I don’t know yet, but I’ve to figure it out. Is this the day? When I will hear the big call from him? No, I don’t think so. I don’t think he can. Not until he is finished working on the atrocious part. I know it is taking him longer than usual, but I certainly empathise with his agony – because somewhere inside, I’m having the same. Even I’m unsure of how I’d be able to read it at once or if I’d be able to read it at all. I don’t know. Just like I don’t know where he’ll take me. Will we be alone? I hope so – but we have never been alone for an
entire day!

He drives near, moves his car closer to me. I sit inside and close the door. I look at him…

Jeez…His eyes…they are red…blood red…swollen and blood red!

Oh my! He has done it. He has finished it. He has been crying all night, but he has done it. I – along with Ansh and Angie – was skeptical about how he’d do it; but he has, he has finished what he promised.

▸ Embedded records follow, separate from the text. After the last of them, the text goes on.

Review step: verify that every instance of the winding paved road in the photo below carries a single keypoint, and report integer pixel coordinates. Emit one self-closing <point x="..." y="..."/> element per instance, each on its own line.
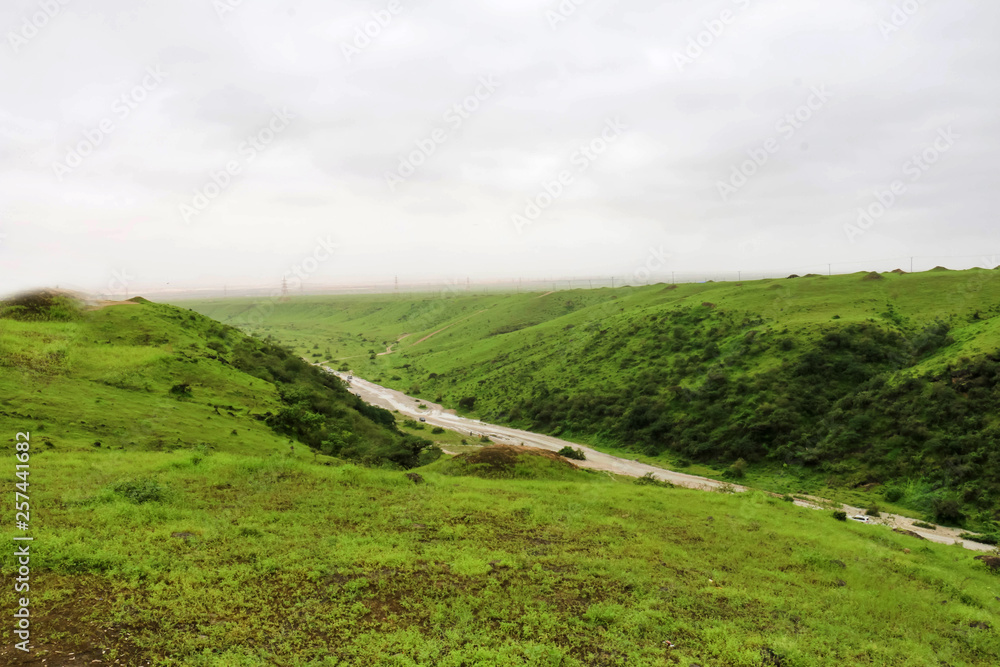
<point x="437" y="415"/>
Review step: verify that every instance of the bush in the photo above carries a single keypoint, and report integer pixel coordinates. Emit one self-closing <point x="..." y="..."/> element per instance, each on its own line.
<point x="649" y="480"/>
<point x="181" y="390"/>
<point x="140" y="491"/>
<point x="947" y="510"/>
<point x="738" y="470"/>
<point x="570" y="453"/>
<point x="893" y="494"/>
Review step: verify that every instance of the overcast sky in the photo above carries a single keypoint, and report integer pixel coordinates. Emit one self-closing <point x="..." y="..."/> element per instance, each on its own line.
<point x="436" y="139"/>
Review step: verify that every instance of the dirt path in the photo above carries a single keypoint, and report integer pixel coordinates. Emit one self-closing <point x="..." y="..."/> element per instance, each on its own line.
<point x="447" y="327"/>
<point x="436" y="415"/>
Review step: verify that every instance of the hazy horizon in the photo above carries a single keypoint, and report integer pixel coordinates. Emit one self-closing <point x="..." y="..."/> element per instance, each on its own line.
<point x="209" y="144"/>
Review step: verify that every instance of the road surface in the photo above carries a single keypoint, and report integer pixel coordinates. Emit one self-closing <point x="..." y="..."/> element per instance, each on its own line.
<point x="436" y="415"/>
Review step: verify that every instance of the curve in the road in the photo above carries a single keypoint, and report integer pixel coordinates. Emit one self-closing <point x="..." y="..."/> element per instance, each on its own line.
<point x="437" y="415"/>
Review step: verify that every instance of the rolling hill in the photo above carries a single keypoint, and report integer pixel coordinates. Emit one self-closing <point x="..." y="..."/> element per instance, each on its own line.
<point x="882" y="383"/>
<point x="184" y="513"/>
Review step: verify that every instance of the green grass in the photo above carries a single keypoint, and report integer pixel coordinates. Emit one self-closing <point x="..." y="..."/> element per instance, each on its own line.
<point x="177" y="542"/>
<point x="279" y="560"/>
<point x="768" y="371"/>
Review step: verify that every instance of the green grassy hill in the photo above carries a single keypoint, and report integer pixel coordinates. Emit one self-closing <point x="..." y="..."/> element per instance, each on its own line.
<point x="886" y="382"/>
<point x="194" y="535"/>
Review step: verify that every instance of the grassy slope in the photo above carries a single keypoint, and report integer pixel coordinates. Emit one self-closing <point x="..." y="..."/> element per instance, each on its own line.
<point x="500" y="348"/>
<point x="274" y="561"/>
<point x="244" y="553"/>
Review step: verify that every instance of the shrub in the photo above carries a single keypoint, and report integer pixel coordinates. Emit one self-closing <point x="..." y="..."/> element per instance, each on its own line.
<point x="140" y="491"/>
<point x="947" y="510"/>
<point x="738" y="469"/>
<point x="649" y="480"/>
<point x="893" y="494"/>
<point x="183" y="389"/>
<point x="570" y="453"/>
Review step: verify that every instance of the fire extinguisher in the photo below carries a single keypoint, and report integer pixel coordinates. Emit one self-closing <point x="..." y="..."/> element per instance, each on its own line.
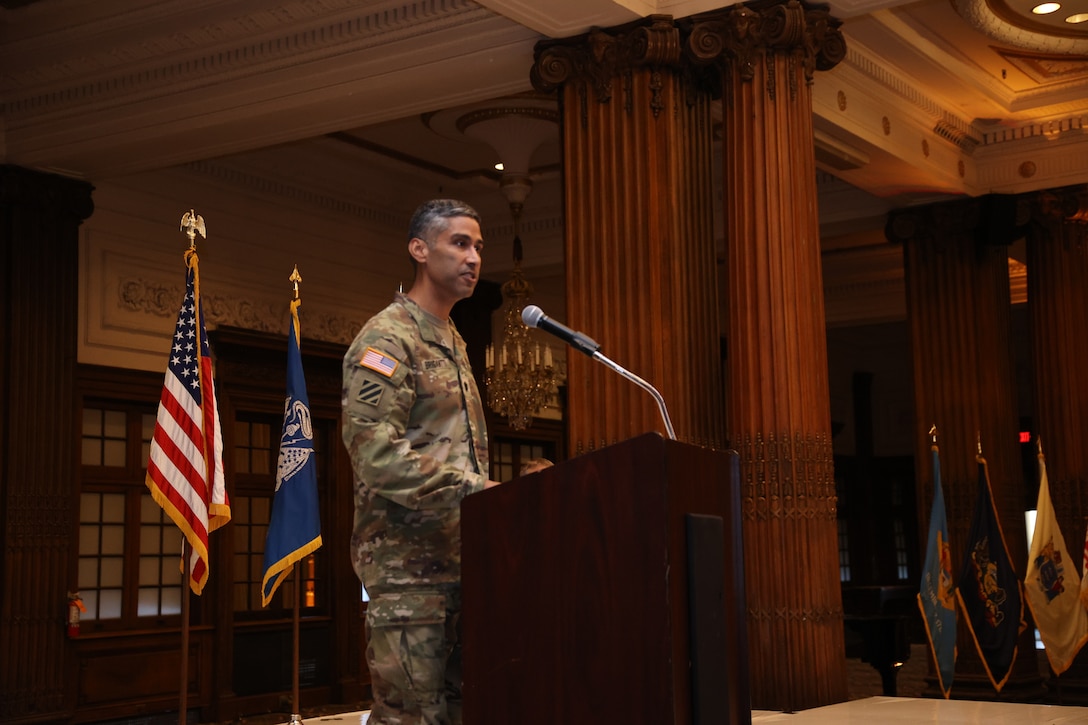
<point x="75" y="607"/>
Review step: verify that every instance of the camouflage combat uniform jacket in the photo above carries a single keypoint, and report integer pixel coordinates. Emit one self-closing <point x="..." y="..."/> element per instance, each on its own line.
<point x="413" y="426"/>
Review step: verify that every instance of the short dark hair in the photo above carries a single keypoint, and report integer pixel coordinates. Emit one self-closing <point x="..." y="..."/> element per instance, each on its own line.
<point x="432" y="218"/>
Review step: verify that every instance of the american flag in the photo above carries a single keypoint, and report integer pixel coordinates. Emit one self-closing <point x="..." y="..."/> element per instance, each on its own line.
<point x="185" y="468"/>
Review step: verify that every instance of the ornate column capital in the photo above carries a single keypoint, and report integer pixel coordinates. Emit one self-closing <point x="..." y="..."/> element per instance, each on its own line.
<point x="740" y="34"/>
<point x="601" y="56"/>
<point x="1067" y="204"/>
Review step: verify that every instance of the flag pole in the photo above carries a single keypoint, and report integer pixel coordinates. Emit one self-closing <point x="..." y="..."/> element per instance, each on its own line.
<point x="296" y="713"/>
<point x="184" y="699"/>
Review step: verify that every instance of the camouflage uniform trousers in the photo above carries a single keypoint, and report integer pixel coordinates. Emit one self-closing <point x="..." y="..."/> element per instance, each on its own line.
<point x="413" y="653"/>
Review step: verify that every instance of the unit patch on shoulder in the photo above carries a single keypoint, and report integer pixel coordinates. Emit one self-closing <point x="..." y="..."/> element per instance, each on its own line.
<point x="371" y="392"/>
<point x="379" y="361"/>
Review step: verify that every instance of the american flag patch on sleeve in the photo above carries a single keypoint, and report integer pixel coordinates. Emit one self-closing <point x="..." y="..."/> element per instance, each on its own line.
<point x="379" y="363"/>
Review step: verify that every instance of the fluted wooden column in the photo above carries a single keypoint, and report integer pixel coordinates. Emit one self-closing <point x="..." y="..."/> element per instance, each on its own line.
<point x="641" y="270"/>
<point x="957" y="302"/>
<point x="1058" y="312"/>
<point x="778" y="412"/>
<point x="39" y="220"/>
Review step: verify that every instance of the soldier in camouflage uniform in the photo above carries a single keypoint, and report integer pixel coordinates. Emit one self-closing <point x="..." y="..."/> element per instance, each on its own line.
<point x="413" y="426"/>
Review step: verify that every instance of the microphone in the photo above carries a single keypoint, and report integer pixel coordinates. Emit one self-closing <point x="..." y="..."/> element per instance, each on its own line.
<point x="534" y="317"/>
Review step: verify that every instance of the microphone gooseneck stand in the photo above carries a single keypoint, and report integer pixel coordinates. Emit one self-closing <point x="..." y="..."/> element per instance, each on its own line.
<point x="641" y="383"/>
<point x="534" y="317"/>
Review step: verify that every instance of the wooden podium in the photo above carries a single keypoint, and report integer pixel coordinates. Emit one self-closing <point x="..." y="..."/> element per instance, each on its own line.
<point x="608" y="589"/>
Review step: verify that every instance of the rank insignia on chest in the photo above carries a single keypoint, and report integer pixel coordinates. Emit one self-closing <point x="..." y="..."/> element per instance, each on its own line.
<point x="379" y="361"/>
<point x="370" y="392"/>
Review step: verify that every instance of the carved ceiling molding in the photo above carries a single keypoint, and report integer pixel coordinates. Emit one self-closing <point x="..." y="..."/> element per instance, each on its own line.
<point x="981" y="16"/>
<point x="944" y="121"/>
<point x="153" y="59"/>
<point x="136" y="294"/>
<point x="1045" y="68"/>
<point x="309" y="196"/>
<point x="948" y="124"/>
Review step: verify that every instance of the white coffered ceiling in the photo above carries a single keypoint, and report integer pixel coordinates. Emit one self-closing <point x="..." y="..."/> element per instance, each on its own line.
<point x="935" y="97"/>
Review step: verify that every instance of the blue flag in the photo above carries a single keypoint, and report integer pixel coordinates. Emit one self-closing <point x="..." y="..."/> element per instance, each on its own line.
<point x="295" y="529"/>
<point x="990" y="591"/>
<point x="937" y="596"/>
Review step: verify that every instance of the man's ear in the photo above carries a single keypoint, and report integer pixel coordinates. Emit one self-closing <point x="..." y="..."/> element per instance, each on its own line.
<point x="418" y="248"/>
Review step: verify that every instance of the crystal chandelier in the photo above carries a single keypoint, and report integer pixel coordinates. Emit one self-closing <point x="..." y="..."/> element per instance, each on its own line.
<point x="520" y="372"/>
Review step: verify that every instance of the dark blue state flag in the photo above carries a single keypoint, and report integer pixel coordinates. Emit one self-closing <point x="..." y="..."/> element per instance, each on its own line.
<point x="936" y="597"/>
<point x="989" y="590"/>
<point x="295" y="529"/>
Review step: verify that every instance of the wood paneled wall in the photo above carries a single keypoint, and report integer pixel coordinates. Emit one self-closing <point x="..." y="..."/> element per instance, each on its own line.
<point x="39" y="223"/>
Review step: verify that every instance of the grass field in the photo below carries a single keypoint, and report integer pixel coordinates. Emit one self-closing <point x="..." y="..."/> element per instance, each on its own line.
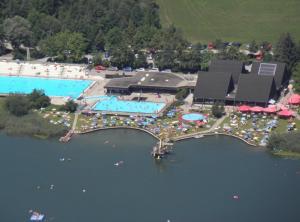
<point x="232" y="20"/>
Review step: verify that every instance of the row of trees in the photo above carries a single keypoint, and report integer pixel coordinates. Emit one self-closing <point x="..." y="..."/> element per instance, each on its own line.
<point x="20" y="105"/>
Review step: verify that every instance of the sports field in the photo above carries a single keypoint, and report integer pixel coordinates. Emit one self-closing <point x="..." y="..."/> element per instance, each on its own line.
<point x="232" y="20"/>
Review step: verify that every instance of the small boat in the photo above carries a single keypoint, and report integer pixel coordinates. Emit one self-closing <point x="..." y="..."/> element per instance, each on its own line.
<point x="35" y="216"/>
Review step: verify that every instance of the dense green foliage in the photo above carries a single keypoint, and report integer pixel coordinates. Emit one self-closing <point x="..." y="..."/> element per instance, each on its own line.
<point x="38" y="99"/>
<point x="286" y="141"/>
<point x="17" y="105"/>
<point x="182" y="94"/>
<point x="69" y="106"/>
<point x="31" y="124"/>
<point x="203" y="20"/>
<point x="218" y="110"/>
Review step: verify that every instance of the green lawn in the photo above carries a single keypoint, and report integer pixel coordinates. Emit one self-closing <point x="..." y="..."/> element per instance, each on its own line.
<point x="232" y="20"/>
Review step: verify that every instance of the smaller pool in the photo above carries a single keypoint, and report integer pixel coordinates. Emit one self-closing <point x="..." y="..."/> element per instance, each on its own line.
<point x="113" y="104"/>
<point x="191" y="117"/>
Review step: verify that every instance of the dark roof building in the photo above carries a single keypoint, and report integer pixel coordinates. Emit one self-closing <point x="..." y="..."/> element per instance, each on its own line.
<point x="274" y="69"/>
<point x="152" y="81"/>
<point x="256" y="89"/>
<point x="229" y="66"/>
<point x="212" y="86"/>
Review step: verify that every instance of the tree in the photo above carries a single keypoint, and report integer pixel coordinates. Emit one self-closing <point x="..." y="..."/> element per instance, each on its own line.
<point x="122" y="57"/>
<point x="17" y="104"/>
<point x="182" y="94"/>
<point x="253" y="46"/>
<point x="38" y="99"/>
<point x="232" y="53"/>
<point x="67" y="46"/>
<point x="140" y="60"/>
<point x="296" y="78"/>
<point x="218" y="110"/>
<point x="17" y="31"/>
<point x="286" y="51"/>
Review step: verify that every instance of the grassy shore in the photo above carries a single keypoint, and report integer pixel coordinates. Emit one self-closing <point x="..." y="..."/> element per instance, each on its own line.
<point x="232" y="20"/>
<point x="31" y="124"/>
<point x="286" y="154"/>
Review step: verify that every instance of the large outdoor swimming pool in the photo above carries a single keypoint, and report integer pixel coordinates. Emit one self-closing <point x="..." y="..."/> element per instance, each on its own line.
<point x="113" y="104"/>
<point x="51" y="87"/>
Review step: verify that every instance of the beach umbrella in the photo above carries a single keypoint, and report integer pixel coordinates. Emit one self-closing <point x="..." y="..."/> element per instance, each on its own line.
<point x="294" y="99"/>
<point x="270" y="109"/>
<point x="285" y="113"/>
<point x="256" y="109"/>
<point x="244" y="108"/>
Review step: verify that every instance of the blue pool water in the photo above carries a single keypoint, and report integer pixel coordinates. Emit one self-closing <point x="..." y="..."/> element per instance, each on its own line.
<point x="112" y="104"/>
<point x="51" y="87"/>
<point x="193" y="117"/>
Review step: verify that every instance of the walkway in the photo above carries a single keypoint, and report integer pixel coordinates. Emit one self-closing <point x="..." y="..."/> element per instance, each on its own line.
<point x="210" y="130"/>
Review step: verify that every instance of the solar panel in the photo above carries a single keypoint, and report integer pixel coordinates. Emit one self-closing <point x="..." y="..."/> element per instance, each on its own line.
<point x="267" y="69"/>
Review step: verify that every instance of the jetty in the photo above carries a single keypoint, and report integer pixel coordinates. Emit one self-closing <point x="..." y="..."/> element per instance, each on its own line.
<point x="161" y="149"/>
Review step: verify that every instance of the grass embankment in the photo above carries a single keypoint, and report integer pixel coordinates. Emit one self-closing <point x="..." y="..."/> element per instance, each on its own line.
<point x="232" y="20"/>
<point x="31" y="124"/>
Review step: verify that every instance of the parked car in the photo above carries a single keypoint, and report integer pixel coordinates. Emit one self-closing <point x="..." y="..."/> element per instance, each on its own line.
<point x="154" y="70"/>
<point x="141" y="70"/>
<point x="112" y="68"/>
<point x="127" y="69"/>
<point x="100" y="68"/>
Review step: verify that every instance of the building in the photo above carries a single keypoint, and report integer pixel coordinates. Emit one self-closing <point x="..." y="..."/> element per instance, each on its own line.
<point x="276" y="69"/>
<point x="263" y="83"/>
<point x="230" y="66"/>
<point x="213" y="86"/>
<point x="147" y="82"/>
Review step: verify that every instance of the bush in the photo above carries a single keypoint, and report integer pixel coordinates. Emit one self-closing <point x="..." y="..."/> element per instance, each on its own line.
<point x="17" y="104"/>
<point x="182" y="94"/>
<point x="70" y="106"/>
<point x="285" y="141"/>
<point x="38" y="99"/>
<point x="218" y="110"/>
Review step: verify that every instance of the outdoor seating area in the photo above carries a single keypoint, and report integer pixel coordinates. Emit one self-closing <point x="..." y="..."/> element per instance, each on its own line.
<point x="57" y="117"/>
<point x="169" y="126"/>
<point x="256" y="128"/>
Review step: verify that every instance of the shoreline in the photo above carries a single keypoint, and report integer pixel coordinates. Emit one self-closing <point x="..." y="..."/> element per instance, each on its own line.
<point x="175" y="139"/>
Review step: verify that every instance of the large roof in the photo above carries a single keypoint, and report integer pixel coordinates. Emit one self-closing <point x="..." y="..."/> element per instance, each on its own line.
<point x="255" y="88"/>
<point x="230" y="66"/>
<point x="213" y="85"/>
<point x="275" y="69"/>
<point x="148" y="79"/>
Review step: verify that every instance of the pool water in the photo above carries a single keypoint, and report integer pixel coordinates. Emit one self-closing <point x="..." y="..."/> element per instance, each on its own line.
<point x="51" y="87"/>
<point x="113" y="104"/>
<point x="193" y="117"/>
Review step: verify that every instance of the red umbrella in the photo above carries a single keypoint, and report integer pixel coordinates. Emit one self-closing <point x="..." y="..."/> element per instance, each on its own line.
<point x="270" y="109"/>
<point x="244" y="108"/>
<point x="294" y="99"/>
<point x="286" y="113"/>
<point x="257" y="109"/>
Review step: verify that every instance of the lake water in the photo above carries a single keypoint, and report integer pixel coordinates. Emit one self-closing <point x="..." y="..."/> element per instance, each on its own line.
<point x="195" y="184"/>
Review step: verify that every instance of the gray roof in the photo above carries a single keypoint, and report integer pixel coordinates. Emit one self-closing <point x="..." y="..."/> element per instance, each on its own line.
<point x="230" y="66"/>
<point x="147" y="79"/>
<point x="280" y="76"/>
<point x="213" y="85"/>
<point x="255" y="88"/>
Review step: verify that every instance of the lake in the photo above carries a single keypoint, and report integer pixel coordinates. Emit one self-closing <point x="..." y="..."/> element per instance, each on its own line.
<point x="79" y="181"/>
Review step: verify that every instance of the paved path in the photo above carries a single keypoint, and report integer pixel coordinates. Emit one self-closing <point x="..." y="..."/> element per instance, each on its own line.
<point x="75" y="122"/>
<point x="210" y="130"/>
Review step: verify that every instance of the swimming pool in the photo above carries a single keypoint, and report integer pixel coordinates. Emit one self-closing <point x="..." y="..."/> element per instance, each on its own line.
<point x="113" y="104"/>
<point x="191" y="117"/>
<point x="51" y="87"/>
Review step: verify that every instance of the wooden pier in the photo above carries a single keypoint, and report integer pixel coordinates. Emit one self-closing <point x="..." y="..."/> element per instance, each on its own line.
<point x="161" y="149"/>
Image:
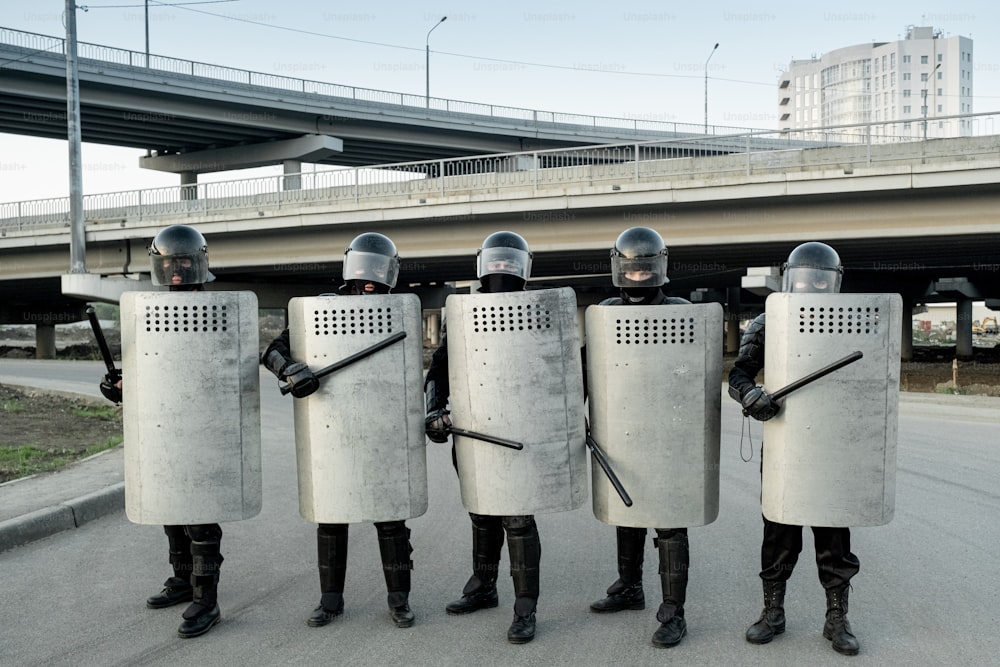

So that’s why he asked me to take a day off? May be, but I need to ask him where we’re going because the route we’ve taken does not lead us to Cafe Piano.

“Where are we going, Dhruv?” I softly ask.

“My place, at Baroda.”

What!! My heart jumps at my throat. Why is he taking me there? Just the two of us? I don’t know what to make out of this. And before I say something, he clears my mind.

“Don’t worry Nilu! It’s not what you are thinking, and we’ll be back in a few hours. Trust me.”